Consideraciones finales
Es
difícil imaginar, a cincuenta años de distancia, lo que fueron esos meses
terribles. Los bombardeos de la aviación enemiga se abatían, sin
discriminación, sobre ciudades abiertas, donde la defensa antiaérea poco podía
hacer contra los aviones enemigos. Ignoramos si de manera deliberada, en lugar
de buscar puntos estratégicos, se atacaban sistemáticamente los barrios obreros
en las grandes aglomeraciones.
Y
que conste que la República nunca bombardeó ninguna ciudad de la zona ocupada
por Franco. Que conste, también, que la mayor parte de estos aviones asesinos
eran pilotados por aviadores alemanes e italianos. Es necesario evocar lo que
fue la matanza de niños y mujeres en muchas capitales para comprender el pánico
que se apoderara de las familias y que les hizo buscar desesperadamente un
refugio, una solución para salvar la vida de sus hijos.
Precisan
estas explicaciones para que la historia conozca las razones por las cuales
tanto el Ministerio de Sanidad y Asistencia Social como las familias tuvimos
que aceptar ofertas de Méjico y de la Unión Soviética, que se ofrecieron a
acoger niños españoles a fin de salvarlos de los peligros de la guerra.
Y
fue una labor ímproba, a cargo sobre todo de la OCEAR, la de reunir y dirigir,
primero sobre Valencia y luego sobre Barcelona, los miles de niños destinados a
salir de España, unos hacia Francia, otros hacia Méjico y otros hacia Rusia.
En
ningún momento se violentó la conciencia y la voluntad de las familias que
acompañaron a sus hijos hasta los puntos de embarque.

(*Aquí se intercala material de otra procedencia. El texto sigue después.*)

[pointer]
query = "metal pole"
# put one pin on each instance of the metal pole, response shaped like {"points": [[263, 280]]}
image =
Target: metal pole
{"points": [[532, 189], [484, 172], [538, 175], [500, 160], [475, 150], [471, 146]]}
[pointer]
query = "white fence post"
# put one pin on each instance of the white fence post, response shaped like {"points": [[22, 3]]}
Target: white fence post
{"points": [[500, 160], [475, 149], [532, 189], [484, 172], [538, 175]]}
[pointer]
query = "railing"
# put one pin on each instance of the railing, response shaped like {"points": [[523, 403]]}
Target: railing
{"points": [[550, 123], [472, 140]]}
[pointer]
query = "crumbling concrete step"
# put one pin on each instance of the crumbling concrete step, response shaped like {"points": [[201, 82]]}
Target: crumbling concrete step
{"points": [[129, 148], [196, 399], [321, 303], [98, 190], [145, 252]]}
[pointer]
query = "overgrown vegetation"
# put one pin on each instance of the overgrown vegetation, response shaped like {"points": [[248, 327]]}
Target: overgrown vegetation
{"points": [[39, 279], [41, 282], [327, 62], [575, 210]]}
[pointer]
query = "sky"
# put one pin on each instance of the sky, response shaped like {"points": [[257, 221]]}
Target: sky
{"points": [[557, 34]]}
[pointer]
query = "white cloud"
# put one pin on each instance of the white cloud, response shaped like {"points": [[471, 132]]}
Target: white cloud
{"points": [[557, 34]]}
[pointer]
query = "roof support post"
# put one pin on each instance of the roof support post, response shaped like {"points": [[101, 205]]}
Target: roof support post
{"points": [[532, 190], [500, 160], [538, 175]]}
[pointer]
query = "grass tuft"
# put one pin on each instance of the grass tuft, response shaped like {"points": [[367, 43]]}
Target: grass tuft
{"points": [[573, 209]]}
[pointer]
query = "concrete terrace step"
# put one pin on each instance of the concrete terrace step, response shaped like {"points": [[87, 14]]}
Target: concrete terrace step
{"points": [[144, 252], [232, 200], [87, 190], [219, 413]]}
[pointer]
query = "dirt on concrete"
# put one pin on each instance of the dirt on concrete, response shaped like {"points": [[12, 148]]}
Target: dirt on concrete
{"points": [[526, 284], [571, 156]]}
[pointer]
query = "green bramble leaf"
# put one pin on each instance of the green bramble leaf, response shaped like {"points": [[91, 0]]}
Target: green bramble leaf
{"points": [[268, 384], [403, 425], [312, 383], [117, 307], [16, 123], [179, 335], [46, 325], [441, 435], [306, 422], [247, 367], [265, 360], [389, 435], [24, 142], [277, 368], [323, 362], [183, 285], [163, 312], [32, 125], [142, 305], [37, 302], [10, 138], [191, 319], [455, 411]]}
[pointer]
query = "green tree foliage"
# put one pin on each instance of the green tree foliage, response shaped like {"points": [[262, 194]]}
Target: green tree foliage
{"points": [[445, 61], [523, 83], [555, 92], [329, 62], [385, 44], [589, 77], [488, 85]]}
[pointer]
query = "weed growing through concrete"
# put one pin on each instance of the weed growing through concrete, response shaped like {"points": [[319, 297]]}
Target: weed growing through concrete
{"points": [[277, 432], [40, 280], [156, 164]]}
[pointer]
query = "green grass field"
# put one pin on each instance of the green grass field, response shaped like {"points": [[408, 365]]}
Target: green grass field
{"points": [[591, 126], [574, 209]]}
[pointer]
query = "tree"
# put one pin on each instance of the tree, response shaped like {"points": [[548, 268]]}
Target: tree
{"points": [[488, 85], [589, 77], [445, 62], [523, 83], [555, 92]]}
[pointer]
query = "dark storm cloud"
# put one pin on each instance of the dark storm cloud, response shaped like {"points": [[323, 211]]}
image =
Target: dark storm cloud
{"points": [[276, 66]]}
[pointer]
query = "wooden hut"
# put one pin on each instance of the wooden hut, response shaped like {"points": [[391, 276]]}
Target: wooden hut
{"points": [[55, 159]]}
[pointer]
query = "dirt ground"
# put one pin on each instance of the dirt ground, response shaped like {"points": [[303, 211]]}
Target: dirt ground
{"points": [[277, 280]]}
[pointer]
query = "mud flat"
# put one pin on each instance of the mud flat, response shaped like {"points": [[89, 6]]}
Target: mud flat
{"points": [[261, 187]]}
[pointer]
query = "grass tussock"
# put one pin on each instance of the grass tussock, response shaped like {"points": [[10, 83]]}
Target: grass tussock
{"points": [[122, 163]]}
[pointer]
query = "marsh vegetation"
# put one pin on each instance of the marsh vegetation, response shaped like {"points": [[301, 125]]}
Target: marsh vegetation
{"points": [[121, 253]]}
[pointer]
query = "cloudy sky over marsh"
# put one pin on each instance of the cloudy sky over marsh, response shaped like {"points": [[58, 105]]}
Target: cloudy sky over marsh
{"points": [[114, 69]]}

Hago gracia de lo que
fue, casi siempre, el espectáculo desgarrador de estas separaciones. Pero en
todas y en todos había la angustia y la incertidumbre del mañana.
Personalmente,
he sentido siempre una pena inmensa diciéndome que, tanto nosotros como los
familiares, contribuimos, forzados por las circunstancias trágicas que se
vivían, a que muchos de estos niños jamás pudieran regresar a España y a que
muchos se perdieran en la vorágine de la guerra que se acercaba, sobre todo los
que fueron a Rusia. He procurado ser lo más objetiva posible y, aunque
sucintamente, destacar lo más esencial de lo que fue mi labor en el Ministerio
de Sanidad y Asistencia Social y de las realizaciones que me fue permitido
acometer en el corto lapso de tiempo de mi gestión. Sólo lamento no haber
podido hacer más y, sobre todo, no haber podido consolidar lo hecho. Éramos
ricos en imaginación y en grandiosidad. Pensábamos hacer mucho bien y el bien
que hicimos, pese a todo, es superior al mal que se nos ha atribuido. He
procurado también abstenerme de todo sentimiento de hostilidad y de toda dura
acusación contra los que, históricamente, tendrán siempre la responsabilidad de
la tragedia en la que España fue sumida. Cuarenta años de dictadura son muchos
años. Es útil que se recuerde ese pasado y que las generaciones actuales lo
conozcan y nos conozcan.
Federica
Montseny
Los médicos y la medicina en la Guerra Civil española.